30 - this is not a typo - 30 fish over 200#. On a 4-day trip. Absolutely crazy...










































(original thread posted on Bloodydecks dot com)


----------



## chuckb (Jun 7, 2008)

How awesome and those are huge. See any Navy ships out there?


----------



## motoscoota (Mar 9, 2021)

Yeah!!! I love The Pacific!

I used to get on Albacore out of Half Moon Bay.

Soooo much canning ensued!


----------



## Sasquatch Lives (May 23, 2011)

Man what a trip.


----------



## jrose (Aug 17, 2011)

My buddy just got back (May have been on the same charter!) with the same story and pics of 200# blue fin's!!!


----------



## Northernfisher (Jul 29, 2010)

Wow!

What is YTT?


----------



## Lightfoot (Feb 18, 2018)

yellow tailed tuna


----------



## DannyNoonan (Mar 24, 2019)

Northernfisher said:


> Wow!
> 
> What is YTT?


Actually, it’s a typo of sorts (the deckhands aren’t generally the sort to win a spelling bee!).
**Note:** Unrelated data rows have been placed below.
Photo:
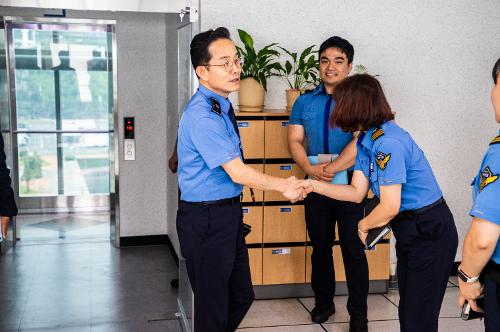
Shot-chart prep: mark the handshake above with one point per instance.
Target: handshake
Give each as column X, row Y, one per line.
column 296, row 190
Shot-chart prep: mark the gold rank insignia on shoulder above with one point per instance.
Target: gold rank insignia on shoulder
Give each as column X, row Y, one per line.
column 487, row 177
column 495, row 140
column 377, row 133
column 216, row 107
column 382, row 159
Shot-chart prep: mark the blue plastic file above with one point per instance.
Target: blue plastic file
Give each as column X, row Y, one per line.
column 339, row 178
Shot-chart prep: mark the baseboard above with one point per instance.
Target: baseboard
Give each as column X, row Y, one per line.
column 147, row 240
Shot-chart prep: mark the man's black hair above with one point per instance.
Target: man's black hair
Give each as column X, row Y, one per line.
column 339, row 43
column 201, row 42
column 496, row 70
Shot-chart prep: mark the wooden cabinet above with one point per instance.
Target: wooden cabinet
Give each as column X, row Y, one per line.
column 255, row 260
column 252, row 138
column 276, row 142
column 253, row 215
column 283, row 265
column 284, row 224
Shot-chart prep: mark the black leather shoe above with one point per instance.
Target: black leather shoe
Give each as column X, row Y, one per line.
column 358, row 324
column 320, row 314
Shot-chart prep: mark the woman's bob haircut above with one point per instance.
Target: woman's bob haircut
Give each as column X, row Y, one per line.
column 360, row 104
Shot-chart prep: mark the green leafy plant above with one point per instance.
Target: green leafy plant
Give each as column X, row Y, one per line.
column 300, row 71
column 260, row 64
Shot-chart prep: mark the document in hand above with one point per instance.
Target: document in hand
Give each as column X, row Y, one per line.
column 340, row 177
column 375, row 234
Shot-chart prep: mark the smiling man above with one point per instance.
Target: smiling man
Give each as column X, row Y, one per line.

Supposed to be “YT”, which stands for a California Yellow Tail (a member of the jack family, not a tuna)…


----------



## Northernfisher (Jul 29, 2010)

DannyNoonan said:


> Actually, it’s a typo of sorts (the deckhands aren’t generally the sort to win a spelling bee!). Supposed to be “YT”, which stands for a California Yellow Tail (a member of the jack family, not a tuna)…


Thanks, that makes sense. Heck of s trip. You must have all been sore.


----------



## Wannabe Angler (Oct 21, 2019)

WOW, nice haul! I can't imagine fighting those 200# ers! I've read about the Royal Star charters. Looks awesome and actually not crazy ridiculous pricing. It's def on my bucket list. Only thing better would be getting out with Ali H for tuna!


----------